Даже Рамзес, для которого ничего не стоило опустошить целые страны, вырезывать или забирать в плен их население, их царей, жен и дочерей, даже Рамзес-Рампсинит был глубоко огорчен трагической кончиной юной дочери Приама, нежная красота которой так очаровала его, что он готов был для нее пожертвовать не только своей законной женой, царицей Тией, но и прелестной Изидой, обворожившей его своей иудейской красотой. Но неутешнее всех была юная Снат-Нитокрис и царевичи Пентаур и Меритум. Для них после потери сестры Нофруры начались новые «дни плача», как и для старой Херсе.

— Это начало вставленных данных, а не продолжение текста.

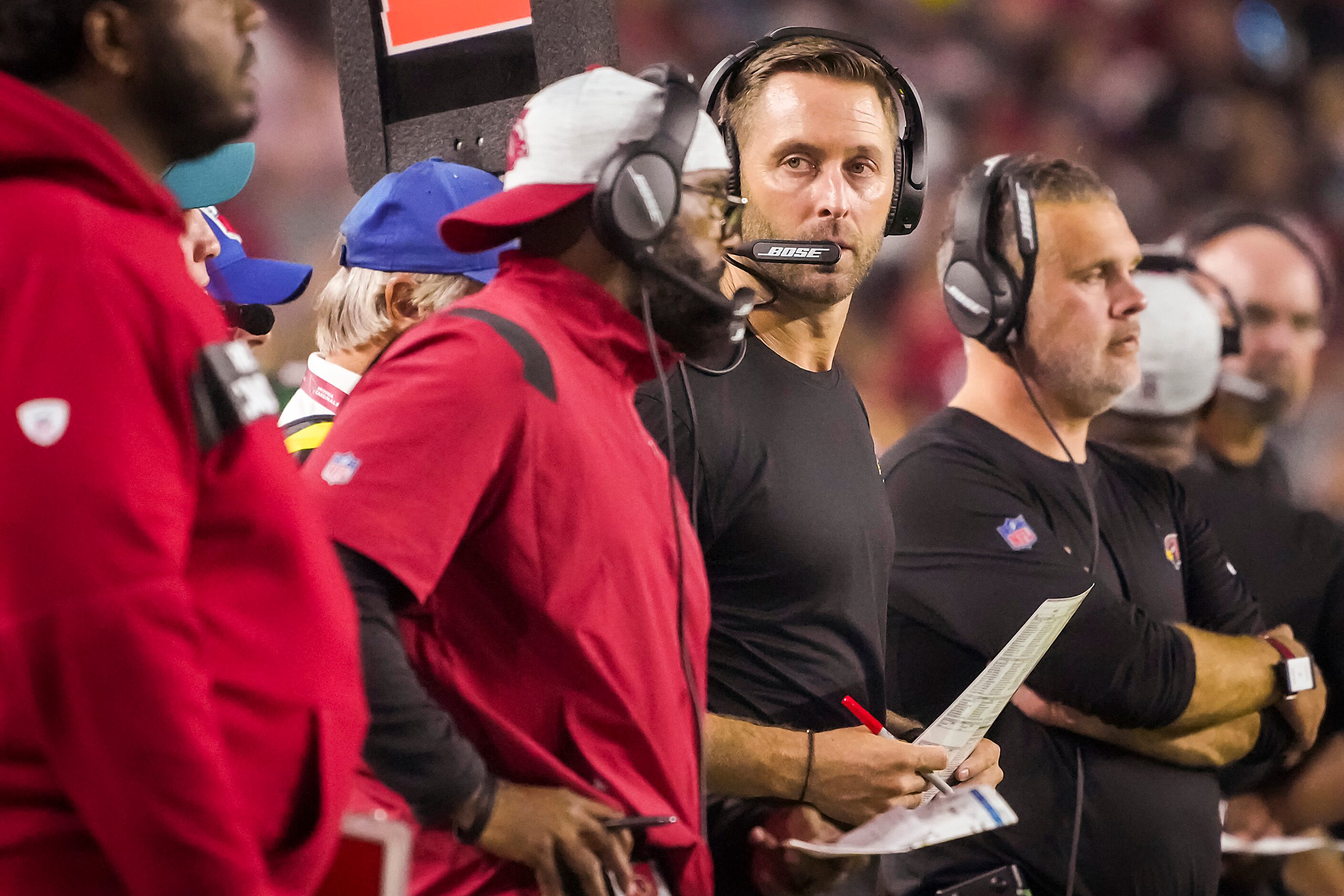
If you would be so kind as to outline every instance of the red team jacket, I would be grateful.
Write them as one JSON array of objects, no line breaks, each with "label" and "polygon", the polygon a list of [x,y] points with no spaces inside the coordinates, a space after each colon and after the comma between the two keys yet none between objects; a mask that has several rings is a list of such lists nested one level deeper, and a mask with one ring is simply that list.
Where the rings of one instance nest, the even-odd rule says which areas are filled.
[{"label": "red team jacket", "polygon": [[[708,896],[668,465],[633,403],[653,375],[642,324],[610,294],[507,253],[485,290],[392,344],[302,473],[332,537],[419,599],[411,665],[491,771],[676,815],[649,841],[680,896]],[[708,584],[676,501],[703,707]],[[538,892],[530,869],[435,830],[414,879],[422,896]]]},{"label": "red team jacket", "polygon": [[353,600],[274,419],[198,447],[180,232],[0,75],[0,893],[297,896],[339,836]]}]

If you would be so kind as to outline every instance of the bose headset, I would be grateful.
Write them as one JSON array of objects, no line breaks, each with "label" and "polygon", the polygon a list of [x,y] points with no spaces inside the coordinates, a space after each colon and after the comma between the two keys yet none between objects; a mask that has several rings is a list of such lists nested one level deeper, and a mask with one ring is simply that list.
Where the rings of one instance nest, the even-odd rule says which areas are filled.
[{"label": "bose headset", "polygon": [[[728,175],[728,192],[741,195],[742,175],[739,171],[738,138],[737,134],[732,133],[732,125],[728,124],[726,117],[723,117],[720,105],[724,99],[727,99],[727,94],[732,86],[732,79],[747,62],[770,47],[794,38],[827,38],[835,40],[836,43],[844,44],[868,59],[872,59],[875,63],[882,66],[883,71],[887,73],[887,79],[891,82],[891,93],[896,98],[900,111],[900,128],[896,140],[899,156],[896,159],[896,183],[891,196],[891,211],[887,212],[887,227],[884,232],[888,236],[906,236],[914,232],[915,227],[919,224],[919,218],[923,214],[923,103],[919,102],[919,94],[915,91],[914,85],[906,81],[906,77],[900,74],[900,70],[887,62],[887,58],[883,56],[882,52],[862,40],[837,31],[825,31],[823,28],[777,28],[759,40],[753,40],[731,56],[724,56],[710,73],[710,77],[706,78],[702,101],[704,102],[706,111],[708,111],[710,117],[719,125],[719,132],[723,134],[723,144],[728,150],[728,163],[732,167],[731,173]],[[800,243],[790,242],[786,244]],[[801,244],[816,246],[816,243]],[[758,261],[785,259],[769,258]]]}]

Едва Рамзес увидел мертвым прелестное личико Лаодики, как тотчас же приказал жрецам приготовить ее тело к погребению с царской пышностью, а придворным зодчим и другим мастерам — изготовить для нее богатый саркофаг из красного порфира, а равно вырубить в своем семейном склепе погребальную камору рядом с каморой недавно погребенной дочери своей, Нофруры, и деревянную резьбу каморы приготовить из лучших пород деревьев — из драгоценного «кет», из красного и черного дерева и из сикомора.
В самый день смерти Лаодики, когда во дворец явились со своими носилками жрецы храма Озириса, чтобы отнести тело убитой в очистительную палату этого храма, Херсе едва могли оторвать от трупа ее любимицы. Неутешно плакала и юная Нитокрис, следуя за телом безвременно погибшей сиротки, к которой прелестная дочь фараона успела так горячо привязаться. Почти как и за телом Нофруры, за носилками Лаодики следовала толпа народа.
Внимание всех обращала на себя также одна маленькая, горько плакавшая девочка.
— Чья это девочка, что так горько плачет? — спросил Инини, тот энергичный ливиец, которого мы видели под Мемфисом, когда он и друг его Пилока возвращались из долины газелей, где они охотились на льва, а потом в тени храма Хормаху под гигантским сфинксом встретили жреца этого храма Имери и Адирому, возвращавшегося из троянского плена, вернее, из города Карфаго после отплытия оттуда Энея. — Как плачет бедненькая.